The study detailed the preferred design option, known as Option 4. This option’s planned development for the area adjacent to Carriage Way and the Village Mall includes a single bus platform at the mall level with four Roaring Fork Transportation Authority bus bays, and six local shuttle bus bays, along with a roughly 60-space parking area below the bus platform that will replace the existing “Lot 6.”
Public restrooms, an information center, bus driver breakroom, elevators and delivery vehicle parking will be included in the two-story mall transit center, as well as measures to make the station and parking area more ADA accessible, the study shows.
Option 4 design plans also took council member and public concerns related to potential bus-pedestrian conflicts into account, creating pedestrian circulation routes, gathering zones, way-finding hubs and planting areas to help guide safe pedestrian traffic.

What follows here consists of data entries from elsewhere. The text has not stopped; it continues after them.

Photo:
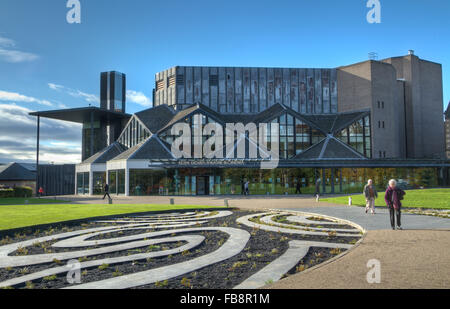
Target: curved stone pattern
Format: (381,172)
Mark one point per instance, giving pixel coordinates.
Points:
(266,223)
(180,228)
(281,266)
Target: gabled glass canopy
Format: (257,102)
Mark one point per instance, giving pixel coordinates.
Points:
(134,133)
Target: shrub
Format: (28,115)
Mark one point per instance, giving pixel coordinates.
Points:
(6,193)
(23,192)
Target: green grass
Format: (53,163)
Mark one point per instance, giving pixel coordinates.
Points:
(31,200)
(428,199)
(29,215)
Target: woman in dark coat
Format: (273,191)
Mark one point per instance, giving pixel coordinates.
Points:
(393,199)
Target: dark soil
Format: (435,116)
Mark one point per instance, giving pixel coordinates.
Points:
(262,248)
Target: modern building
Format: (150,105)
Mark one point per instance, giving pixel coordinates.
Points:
(17,175)
(340,126)
(447,131)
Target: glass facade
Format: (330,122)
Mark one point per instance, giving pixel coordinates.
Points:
(99,182)
(82,183)
(116,181)
(358,136)
(86,138)
(282,181)
(134,134)
(295,136)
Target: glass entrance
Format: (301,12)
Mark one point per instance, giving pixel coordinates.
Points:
(202,185)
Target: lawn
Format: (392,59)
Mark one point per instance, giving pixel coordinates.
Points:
(429,199)
(25,201)
(28,215)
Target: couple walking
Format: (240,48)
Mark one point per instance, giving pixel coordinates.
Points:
(392,197)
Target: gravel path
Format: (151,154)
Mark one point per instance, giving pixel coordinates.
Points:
(409,259)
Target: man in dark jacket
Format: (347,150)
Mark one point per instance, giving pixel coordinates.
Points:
(106,191)
(393,199)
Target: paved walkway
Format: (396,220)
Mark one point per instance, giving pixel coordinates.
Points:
(379,221)
(417,257)
(409,259)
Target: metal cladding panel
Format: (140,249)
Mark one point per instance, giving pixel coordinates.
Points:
(250,90)
(333,91)
(294,90)
(318,92)
(246,89)
(254,91)
(278,86)
(164,91)
(262,89)
(214,91)
(222,91)
(173,88)
(197,85)
(286,88)
(205,87)
(238,107)
(230,90)
(270,87)
(326,91)
(310,91)
(189,85)
(302,94)
(181,91)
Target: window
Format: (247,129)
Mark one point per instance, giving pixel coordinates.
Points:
(159,85)
(135,133)
(171,81)
(214,80)
(180,80)
(358,136)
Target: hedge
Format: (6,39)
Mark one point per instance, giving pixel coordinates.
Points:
(16,192)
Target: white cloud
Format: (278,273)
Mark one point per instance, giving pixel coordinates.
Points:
(4,42)
(17,97)
(91,98)
(14,56)
(60,141)
(138,98)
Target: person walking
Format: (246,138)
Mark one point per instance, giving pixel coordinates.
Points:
(41,192)
(106,188)
(393,198)
(317,194)
(370,193)
(298,189)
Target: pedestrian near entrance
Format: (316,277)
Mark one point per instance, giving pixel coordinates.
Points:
(393,198)
(370,193)
(41,192)
(106,188)
(317,194)
(298,189)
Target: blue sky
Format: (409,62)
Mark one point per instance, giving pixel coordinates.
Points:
(46,63)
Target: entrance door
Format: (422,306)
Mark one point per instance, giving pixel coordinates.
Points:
(202,185)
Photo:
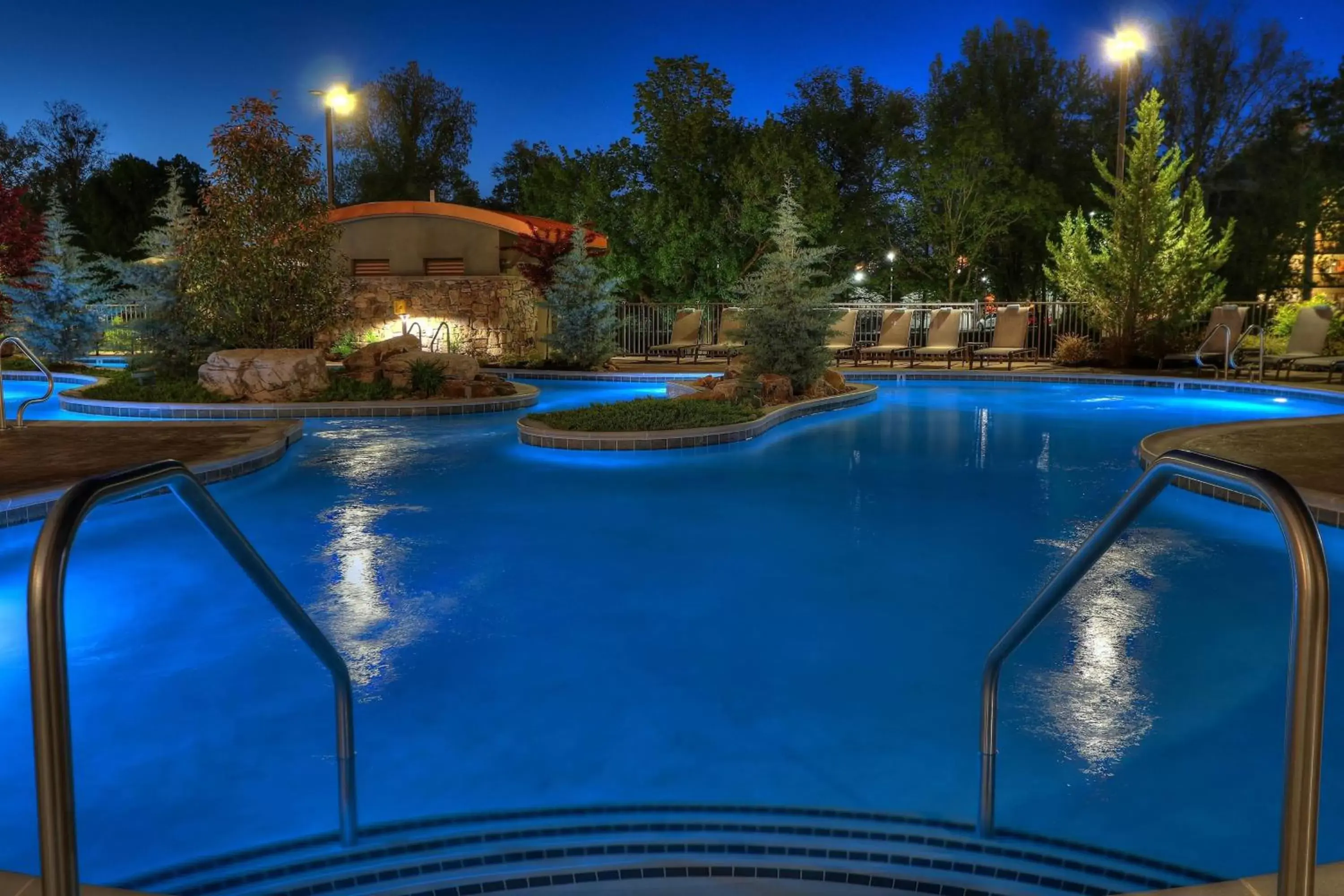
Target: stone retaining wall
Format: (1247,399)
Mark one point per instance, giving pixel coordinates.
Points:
(488,316)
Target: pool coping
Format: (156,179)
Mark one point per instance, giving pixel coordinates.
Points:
(526,397)
(542,436)
(1326,507)
(30,507)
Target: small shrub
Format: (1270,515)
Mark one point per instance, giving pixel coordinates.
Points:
(345,346)
(347,389)
(123,388)
(1074,350)
(647,414)
(426,378)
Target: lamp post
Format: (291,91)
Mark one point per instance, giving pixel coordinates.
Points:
(1123,49)
(339,101)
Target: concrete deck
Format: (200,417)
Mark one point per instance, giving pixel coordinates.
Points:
(46,457)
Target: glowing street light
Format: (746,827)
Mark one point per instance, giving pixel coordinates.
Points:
(340,101)
(1123,49)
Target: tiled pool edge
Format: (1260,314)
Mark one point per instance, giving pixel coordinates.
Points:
(527,397)
(35,505)
(541,436)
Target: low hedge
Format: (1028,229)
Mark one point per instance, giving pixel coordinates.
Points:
(647,414)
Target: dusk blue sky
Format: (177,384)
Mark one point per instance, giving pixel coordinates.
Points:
(163,74)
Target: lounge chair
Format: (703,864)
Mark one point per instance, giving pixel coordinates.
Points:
(1217,340)
(840,342)
(1307,342)
(944,338)
(1010,339)
(730,336)
(686,338)
(893,338)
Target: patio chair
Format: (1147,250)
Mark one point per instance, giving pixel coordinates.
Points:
(730,336)
(893,338)
(944,338)
(686,338)
(840,340)
(1307,342)
(1010,339)
(1218,342)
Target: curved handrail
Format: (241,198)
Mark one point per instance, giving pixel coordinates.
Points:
(1228,347)
(1250,331)
(414,326)
(1307,659)
(47,653)
(441,328)
(23,405)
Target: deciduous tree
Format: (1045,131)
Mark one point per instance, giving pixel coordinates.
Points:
(260,268)
(410,134)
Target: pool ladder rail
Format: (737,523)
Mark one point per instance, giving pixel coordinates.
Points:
(1307,645)
(47,661)
(23,406)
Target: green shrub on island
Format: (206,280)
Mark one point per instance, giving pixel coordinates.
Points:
(124,388)
(647,414)
(346,389)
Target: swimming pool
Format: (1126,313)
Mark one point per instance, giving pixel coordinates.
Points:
(800,620)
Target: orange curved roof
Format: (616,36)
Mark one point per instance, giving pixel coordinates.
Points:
(521,225)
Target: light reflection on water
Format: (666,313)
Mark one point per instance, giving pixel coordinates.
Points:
(367,612)
(1096,706)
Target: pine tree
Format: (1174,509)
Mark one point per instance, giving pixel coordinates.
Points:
(54,307)
(582,304)
(788,311)
(155,283)
(1148,265)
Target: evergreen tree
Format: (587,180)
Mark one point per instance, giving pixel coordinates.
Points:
(1150,264)
(155,283)
(788,312)
(54,306)
(582,304)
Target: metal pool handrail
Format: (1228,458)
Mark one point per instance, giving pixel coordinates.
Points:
(23,405)
(1307,648)
(47,653)
(1228,349)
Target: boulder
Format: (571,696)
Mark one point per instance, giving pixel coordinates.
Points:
(265,374)
(397,369)
(728,389)
(373,355)
(775,389)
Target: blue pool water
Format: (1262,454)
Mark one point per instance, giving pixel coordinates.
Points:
(800,620)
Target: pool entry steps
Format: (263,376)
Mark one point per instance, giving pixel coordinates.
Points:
(670,849)
(663,848)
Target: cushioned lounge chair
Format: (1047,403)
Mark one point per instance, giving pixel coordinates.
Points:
(893,338)
(840,342)
(944,338)
(1217,340)
(730,336)
(1307,342)
(686,338)
(1010,339)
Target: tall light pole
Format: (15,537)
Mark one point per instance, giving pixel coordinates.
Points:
(339,101)
(1123,49)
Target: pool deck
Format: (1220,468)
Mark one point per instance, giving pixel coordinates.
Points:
(45,458)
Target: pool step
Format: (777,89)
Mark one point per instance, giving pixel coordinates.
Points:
(670,849)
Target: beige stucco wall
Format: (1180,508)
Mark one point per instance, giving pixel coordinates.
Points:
(406,241)
(488,316)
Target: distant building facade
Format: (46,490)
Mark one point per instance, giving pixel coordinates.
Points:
(428,265)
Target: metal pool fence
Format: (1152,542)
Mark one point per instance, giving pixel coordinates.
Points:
(644,326)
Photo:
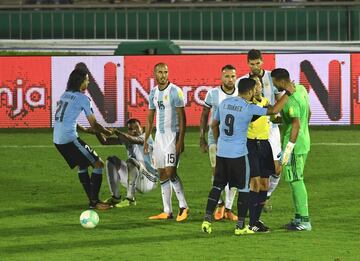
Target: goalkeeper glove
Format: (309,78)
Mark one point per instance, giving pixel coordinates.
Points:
(287,153)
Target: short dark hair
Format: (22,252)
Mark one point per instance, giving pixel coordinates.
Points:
(254,54)
(159,64)
(245,85)
(280,74)
(228,67)
(133,120)
(76,78)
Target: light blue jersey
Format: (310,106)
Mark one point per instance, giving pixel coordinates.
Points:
(165,103)
(137,151)
(234,115)
(68,109)
(212,100)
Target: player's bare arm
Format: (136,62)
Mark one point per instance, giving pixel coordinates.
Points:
(98,128)
(204,128)
(127,138)
(295,127)
(182,122)
(215,128)
(148,129)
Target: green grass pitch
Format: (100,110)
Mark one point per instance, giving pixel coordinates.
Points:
(41,201)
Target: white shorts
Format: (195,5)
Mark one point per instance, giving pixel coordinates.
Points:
(212,155)
(145,182)
(165,150)
(275,142)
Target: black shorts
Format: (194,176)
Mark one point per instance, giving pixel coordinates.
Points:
(234,171)
(260,158)
(77,153)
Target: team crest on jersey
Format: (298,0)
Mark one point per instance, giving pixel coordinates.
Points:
(291,111)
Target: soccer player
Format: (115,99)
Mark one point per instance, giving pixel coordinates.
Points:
(230,127)
(261,161)
(270,92)
(296,146)
(212,101)
(166,100)
(137,172)
(75,151)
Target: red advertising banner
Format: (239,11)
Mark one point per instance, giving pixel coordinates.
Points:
(195,74)
(355,87)
(25,92)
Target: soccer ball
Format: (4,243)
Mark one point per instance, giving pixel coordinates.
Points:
(89,219)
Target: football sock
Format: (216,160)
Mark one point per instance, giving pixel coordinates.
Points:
(166,195)
(261,203)
(213,198)
(273,183)
(85,181)
(179,191)
(96,179)
(300,196)
(113,179)
(220,201)
(243,205)
(133,174)
(253,207)
(230,194)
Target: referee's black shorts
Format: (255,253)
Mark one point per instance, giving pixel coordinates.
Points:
(77,153)
(234,171)
(260,158)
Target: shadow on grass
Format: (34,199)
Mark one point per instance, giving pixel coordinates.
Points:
(106,243)
(42,210)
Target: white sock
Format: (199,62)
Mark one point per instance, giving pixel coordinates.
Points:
(133,174)
(220,201)
(229,196)
(179,191)
(166,195)
(113,179)
(273,183)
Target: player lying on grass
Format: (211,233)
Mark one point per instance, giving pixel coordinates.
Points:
(135,173)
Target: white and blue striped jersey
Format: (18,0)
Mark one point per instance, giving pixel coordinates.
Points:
(165,103)
(68,109)
(212,100)
(137,151)
(269,90)
(234,115)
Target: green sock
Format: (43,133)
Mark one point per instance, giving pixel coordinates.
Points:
(296,205)
(300,197)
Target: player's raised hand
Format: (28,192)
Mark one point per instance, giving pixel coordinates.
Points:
(146,147)
(286,154)
(203,145)
(290,87)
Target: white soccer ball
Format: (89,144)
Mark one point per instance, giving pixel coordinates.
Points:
(89,219)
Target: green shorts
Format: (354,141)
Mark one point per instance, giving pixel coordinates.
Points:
(294,170)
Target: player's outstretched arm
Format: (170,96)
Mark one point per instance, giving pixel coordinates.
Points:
(127,138)
(203,128)
(148,129)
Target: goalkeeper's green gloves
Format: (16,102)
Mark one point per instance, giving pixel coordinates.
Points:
(286,154)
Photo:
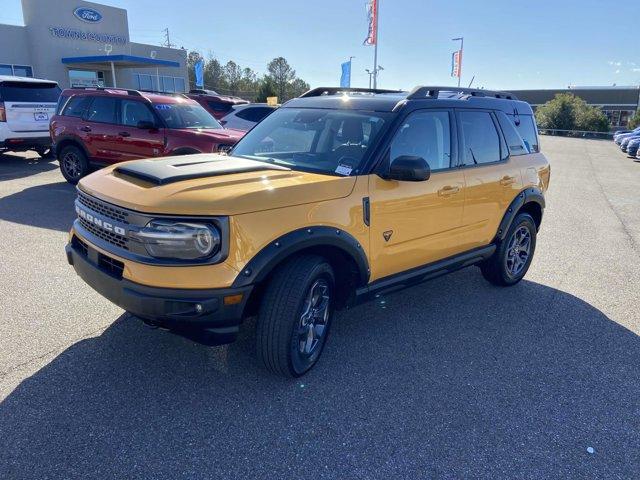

After town officials rebriefed council on the design, they went into the finances and logistics of the project.
According to the feasibility study, the final mall transit project total is estimated at $8.7 million, with the majority of the money going toward the parking garage.
Just under $6 million will be funded by the Elected Officials Transportation Committee, Peckler and Kinney explained, and staff is looking at state and federal grant funding for the majority of the remaining funds needed.
Kinney said about $50,000 had been spent using EOTC funds on the mall transit design so far, and the next phase to get the design ready for the land-use review process would cost roughly $300,000, which is why he and Peckler wanted council’s approval to proceed.
“It’s a bit scary in terms of visualizing what it does to that area, but it’s what we got to work with in order to address the goals we’ve set,” Councilman Bob Sirkus said.
After a bit of hesitation from council members, who voiced their nerves over moving forward with such a large project, town officials were given the go ahead to continue with the mall transit center design work.
If all goes well with the final design and project platting, town officials estimated having 100% construction plans by May.